Sunday, July 31, 2016

Things That I Should Have Said

It was fitting that we ended up in the church we had mostly grown up in. Attired in jackets, ties or dress, we paraded down the main aisle reminiscent of Christmases long ago. But this time, we had reserved seats, and no usher necessary to seat us.

Back when we were scattered about at various school locations, Christmas was the only time of the year when we were all together. We always went to midnight mass on Christmas Eve with my parents going at about 11:00 p.m. to save good seats for everyone. The rest of us kids would arrive just before the opening procession.

It must have been difficult to hold onto those seats for the entire family for an hour. That service is always very popular with standing room only by 11:30 p.m. Mr. P, the head usher, prided himself on being able to fill the pews with 600 people when normal maximum capacity should have been 400. He would stand next to a pew, hold up the number of fingers representing the number of people he intended to seat there, then beckon with a wave of those fingers. If no one came forward, he would start pointing at specific people standing against the back wall. Then he would look down at the people in the pew with a stern face that seemed to say, "You best be moving over."

I'm sure he tried several times over the years to force people into the pew my mom had reserved with coats. My dad probably didn't care and would have thought "serves the kids right for waiting until the last minute to show up."

But I'm sure my mom gave Mr. P a glare that said, "You best be looking to seat those people elsewhere."

And every year, we would saunter in just before midnight and sit in the pew that my mom had saved.

I think we always thought our "just in time appearance" irked her considerably. But we found out years later that she loved having us dressed in our best clothes parading through the entire congregation to our seat as if showing off the family. She said we looked like the mafia all dressed up with stern looks on our faces. Except for the crime, I guess.

I'm glad we did it one last time for her.




Five or six years ago, after another Christmas visit, I prepared to leave my parents' house to catch my flight. My mom still displayed a sense of understanding with an occasional word, maybe a laugh and that goofy look as if saying, "Are you kidding me?" I wore some ghastly t-shirt with raised lettering, and when I went to hug her goodbye, she traced the "S" on my shirt with her finger and said, "Superman."

I don't know if it was a lucid thought, a hibernating memory suddenly shot out of the dark recesses of the brain or if she was even talking about me. But I chose to think she was talking about me. I almost missed my plane because of having to pull over a few times to clear my eyes and get my thoughts together.

All these years later, it has finally dawned on me that she wasn't talking about me at all. She was talking about my dad. I don't know anyone that would or could possibly argue that he isn't Superman.

Most people, simply from watching television if nothing else, are familiar with the classic marriage vows, "to have and to hold, in sickness and health, until death do us part." I don't know if those vows are still in use, but I'm pretty sure it's hard to find a minister who actually believes it or can say it with a straight face. In my lifetime, I doubt I will witness anyone that can honor those vows as my parents did for 57 years.

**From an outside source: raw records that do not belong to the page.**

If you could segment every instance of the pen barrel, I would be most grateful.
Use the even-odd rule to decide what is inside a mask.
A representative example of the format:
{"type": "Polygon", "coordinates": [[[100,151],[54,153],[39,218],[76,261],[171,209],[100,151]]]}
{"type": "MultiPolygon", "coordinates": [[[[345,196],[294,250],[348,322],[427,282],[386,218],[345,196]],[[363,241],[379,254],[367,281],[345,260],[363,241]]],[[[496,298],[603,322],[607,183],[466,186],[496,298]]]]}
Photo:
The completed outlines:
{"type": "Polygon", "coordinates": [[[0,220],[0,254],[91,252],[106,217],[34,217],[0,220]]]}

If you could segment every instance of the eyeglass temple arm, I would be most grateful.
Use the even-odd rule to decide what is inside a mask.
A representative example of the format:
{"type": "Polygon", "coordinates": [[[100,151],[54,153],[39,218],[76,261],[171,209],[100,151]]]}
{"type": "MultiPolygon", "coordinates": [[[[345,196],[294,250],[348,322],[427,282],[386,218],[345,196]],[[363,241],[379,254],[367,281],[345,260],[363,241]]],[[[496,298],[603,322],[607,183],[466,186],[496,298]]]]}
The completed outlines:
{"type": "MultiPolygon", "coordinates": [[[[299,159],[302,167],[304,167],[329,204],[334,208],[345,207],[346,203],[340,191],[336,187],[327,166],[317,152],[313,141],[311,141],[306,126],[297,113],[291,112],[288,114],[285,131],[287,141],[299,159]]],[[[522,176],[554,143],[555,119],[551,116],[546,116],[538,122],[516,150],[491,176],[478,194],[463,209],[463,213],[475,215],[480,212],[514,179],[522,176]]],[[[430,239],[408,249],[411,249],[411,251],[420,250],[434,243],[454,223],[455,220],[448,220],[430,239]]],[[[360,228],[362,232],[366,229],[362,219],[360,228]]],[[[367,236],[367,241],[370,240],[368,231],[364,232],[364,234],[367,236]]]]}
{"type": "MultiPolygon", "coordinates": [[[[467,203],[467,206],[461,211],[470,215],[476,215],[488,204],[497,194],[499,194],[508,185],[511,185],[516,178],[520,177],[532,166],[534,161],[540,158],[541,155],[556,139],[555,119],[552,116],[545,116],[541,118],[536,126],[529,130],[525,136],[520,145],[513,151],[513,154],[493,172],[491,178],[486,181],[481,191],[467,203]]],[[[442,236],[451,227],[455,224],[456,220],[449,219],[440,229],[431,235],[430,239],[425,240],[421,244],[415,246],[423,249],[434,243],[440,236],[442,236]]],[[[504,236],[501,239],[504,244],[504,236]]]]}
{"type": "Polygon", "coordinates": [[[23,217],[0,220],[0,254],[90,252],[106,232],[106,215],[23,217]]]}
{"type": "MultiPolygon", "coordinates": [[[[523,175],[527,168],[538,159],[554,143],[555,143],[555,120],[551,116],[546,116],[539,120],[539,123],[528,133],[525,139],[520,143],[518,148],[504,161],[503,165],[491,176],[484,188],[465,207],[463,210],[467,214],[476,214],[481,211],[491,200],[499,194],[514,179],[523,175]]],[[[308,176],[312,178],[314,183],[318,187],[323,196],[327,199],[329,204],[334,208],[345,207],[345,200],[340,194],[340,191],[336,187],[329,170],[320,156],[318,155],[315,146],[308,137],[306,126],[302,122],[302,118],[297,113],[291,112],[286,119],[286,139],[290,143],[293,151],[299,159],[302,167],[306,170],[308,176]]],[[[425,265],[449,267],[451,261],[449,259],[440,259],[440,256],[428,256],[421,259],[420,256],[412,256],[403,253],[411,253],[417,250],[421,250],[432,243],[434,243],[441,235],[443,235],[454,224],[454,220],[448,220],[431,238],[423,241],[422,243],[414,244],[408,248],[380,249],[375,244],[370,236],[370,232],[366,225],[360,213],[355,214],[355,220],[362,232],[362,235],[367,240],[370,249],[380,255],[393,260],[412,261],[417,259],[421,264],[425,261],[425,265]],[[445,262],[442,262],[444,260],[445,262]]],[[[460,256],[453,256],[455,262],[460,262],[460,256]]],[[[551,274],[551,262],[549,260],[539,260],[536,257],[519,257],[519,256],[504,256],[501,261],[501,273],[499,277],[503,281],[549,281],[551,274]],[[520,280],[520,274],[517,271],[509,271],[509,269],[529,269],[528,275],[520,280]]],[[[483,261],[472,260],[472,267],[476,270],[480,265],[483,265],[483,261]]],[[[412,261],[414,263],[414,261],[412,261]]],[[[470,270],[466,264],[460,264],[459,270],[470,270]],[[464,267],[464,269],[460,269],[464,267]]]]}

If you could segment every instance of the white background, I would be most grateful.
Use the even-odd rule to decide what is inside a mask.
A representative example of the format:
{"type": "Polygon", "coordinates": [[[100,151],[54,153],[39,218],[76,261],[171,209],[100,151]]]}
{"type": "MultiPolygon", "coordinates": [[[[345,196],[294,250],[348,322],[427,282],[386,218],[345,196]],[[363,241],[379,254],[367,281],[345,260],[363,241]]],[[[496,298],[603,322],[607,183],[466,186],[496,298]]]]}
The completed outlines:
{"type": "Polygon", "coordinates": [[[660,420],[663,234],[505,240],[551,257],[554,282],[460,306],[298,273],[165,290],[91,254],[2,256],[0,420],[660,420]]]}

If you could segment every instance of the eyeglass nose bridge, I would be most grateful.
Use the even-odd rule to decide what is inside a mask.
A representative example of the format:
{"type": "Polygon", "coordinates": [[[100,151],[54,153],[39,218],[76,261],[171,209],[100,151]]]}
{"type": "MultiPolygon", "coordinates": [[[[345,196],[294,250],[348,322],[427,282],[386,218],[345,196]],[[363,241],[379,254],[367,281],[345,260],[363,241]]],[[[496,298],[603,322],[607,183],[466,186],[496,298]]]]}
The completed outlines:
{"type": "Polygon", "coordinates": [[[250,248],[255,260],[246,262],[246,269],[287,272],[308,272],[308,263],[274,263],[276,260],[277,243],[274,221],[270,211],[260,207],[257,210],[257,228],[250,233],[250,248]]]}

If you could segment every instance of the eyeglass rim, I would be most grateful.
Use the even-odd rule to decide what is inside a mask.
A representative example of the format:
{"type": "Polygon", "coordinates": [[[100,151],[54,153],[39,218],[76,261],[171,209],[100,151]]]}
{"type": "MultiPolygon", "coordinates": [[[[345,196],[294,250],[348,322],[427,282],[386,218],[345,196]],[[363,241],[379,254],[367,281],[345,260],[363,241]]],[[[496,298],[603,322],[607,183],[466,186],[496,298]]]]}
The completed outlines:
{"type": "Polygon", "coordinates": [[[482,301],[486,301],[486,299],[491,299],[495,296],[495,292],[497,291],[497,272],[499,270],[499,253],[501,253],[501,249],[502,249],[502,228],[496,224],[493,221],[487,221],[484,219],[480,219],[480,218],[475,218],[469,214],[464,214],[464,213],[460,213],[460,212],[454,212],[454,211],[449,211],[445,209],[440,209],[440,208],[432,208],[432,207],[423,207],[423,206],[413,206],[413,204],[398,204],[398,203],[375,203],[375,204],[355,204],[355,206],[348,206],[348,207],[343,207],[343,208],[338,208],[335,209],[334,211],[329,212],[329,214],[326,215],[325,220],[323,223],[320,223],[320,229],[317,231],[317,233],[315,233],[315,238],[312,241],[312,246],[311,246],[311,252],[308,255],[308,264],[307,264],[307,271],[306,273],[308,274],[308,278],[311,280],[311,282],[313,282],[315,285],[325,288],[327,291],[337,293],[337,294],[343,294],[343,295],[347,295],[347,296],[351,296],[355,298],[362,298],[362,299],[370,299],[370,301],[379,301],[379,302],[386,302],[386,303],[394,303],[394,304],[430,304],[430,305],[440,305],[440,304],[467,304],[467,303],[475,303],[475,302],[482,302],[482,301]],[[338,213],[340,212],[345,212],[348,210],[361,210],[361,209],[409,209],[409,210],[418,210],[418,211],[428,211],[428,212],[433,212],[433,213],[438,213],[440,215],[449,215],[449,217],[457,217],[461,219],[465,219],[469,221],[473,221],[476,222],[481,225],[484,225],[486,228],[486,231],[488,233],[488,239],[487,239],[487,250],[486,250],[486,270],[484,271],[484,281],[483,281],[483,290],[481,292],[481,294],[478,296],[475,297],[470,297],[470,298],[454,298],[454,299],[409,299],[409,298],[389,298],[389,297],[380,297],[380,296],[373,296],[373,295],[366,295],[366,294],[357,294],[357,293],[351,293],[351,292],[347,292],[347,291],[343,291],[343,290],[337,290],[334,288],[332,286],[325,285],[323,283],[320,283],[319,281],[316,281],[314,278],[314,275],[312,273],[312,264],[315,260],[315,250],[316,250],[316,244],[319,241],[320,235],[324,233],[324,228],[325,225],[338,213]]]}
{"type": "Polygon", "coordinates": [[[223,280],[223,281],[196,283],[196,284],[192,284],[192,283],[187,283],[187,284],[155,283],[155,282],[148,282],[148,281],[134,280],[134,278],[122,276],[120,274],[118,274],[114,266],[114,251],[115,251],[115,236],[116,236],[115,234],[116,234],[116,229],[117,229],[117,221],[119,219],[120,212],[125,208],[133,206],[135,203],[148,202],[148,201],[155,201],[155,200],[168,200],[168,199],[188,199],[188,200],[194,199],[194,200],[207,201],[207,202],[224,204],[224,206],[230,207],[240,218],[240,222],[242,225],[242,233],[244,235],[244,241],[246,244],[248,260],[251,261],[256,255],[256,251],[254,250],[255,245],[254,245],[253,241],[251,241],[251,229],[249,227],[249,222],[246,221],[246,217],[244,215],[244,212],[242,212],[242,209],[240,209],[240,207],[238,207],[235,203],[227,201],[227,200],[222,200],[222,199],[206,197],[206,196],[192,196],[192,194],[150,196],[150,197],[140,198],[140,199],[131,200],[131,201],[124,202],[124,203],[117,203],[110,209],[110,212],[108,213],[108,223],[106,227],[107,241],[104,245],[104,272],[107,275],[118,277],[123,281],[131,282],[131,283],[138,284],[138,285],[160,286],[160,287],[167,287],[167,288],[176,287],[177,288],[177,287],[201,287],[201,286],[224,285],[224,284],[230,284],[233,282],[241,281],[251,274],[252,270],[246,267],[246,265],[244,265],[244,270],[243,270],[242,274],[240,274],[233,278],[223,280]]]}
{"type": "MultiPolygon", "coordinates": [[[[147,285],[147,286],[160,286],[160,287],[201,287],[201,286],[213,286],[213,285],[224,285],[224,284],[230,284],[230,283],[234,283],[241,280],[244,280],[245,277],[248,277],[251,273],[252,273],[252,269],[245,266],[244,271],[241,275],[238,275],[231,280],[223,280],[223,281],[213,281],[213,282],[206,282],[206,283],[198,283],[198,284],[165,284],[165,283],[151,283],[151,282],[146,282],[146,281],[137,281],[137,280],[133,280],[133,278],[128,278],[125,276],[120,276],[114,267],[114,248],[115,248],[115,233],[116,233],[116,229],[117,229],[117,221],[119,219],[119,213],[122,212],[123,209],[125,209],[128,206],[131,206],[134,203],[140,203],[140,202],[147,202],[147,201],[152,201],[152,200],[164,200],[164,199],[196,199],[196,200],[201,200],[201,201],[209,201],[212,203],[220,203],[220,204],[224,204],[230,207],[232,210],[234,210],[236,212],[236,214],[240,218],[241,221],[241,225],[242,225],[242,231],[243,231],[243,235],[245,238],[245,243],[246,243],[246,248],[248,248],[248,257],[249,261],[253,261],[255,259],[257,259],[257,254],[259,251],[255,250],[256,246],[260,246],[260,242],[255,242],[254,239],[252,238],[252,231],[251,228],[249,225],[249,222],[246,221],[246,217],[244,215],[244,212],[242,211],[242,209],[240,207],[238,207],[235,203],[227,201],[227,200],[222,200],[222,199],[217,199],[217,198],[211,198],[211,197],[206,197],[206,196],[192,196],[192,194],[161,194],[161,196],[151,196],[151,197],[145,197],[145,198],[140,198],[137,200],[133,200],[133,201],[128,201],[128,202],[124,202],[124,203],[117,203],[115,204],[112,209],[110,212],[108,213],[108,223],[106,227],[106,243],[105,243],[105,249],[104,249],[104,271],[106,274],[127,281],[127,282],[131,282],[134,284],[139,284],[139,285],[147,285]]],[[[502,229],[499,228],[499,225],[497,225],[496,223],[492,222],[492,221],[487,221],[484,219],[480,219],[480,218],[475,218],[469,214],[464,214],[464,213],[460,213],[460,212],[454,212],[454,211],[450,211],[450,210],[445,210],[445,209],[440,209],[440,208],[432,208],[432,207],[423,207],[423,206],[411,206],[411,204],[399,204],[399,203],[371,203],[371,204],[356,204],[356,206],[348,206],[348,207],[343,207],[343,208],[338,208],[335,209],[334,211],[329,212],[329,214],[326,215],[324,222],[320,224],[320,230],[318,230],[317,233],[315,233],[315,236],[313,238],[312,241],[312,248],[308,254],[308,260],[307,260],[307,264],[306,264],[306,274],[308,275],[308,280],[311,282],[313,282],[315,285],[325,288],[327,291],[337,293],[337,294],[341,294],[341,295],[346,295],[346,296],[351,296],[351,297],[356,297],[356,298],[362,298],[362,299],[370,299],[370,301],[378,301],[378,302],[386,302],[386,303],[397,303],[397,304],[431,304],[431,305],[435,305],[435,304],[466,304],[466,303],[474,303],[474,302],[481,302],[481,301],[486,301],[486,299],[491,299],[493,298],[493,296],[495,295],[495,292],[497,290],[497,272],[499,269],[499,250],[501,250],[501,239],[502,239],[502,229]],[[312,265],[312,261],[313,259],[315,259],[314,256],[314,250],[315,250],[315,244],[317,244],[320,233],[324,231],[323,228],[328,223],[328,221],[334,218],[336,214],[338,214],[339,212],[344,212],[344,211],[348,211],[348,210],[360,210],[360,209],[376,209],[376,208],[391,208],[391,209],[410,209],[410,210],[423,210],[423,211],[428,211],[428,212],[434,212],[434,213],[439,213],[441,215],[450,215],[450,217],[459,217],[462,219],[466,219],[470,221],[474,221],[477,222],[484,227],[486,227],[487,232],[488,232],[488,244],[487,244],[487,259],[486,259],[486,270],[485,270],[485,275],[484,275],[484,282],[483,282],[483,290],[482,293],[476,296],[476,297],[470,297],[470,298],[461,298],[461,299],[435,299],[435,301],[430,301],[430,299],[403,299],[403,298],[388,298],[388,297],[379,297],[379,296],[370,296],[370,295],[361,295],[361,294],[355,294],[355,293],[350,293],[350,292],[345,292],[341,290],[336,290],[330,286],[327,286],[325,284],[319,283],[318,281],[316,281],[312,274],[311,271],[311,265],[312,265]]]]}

"To have and to hold": that first dance, holding hands, that first kiss, a wedding kiss, an embrace on the first born, then another child, and another child, etc. A few stolen moments on weekend getaways, the kitchen make-out sessions when you thought there were no kids around (or just didn't care), the hugs upon family deaths, weddings, and minor surgeries. Holding hands in a custom built treehouse as the sun sets, holding her up on the first slip to holding/carrying her wherever she needed to go, to the final act of placing her in her resting place.

In retrospect, I guess the kids should have been the ones saving the seats for my parents at Midnight Mass. We might not have staved off Mr. P the usher with an easy glare, but with two lawyers in the family, they'd issue subpoenas and depositions while the rest of us engaged in fisticuffs, half'-nelsons, full-nelsons, eye-gouging ("Hey Mr. P, I got two right here!") and quite possibly a Stooges pie fight.

My parents probably would have avoided the fracas and simply taken a seat somewhere in the back. My mom would have put her head on my dad's shoulder and said, "Oh how I love them."

And we love her too, forever and ever.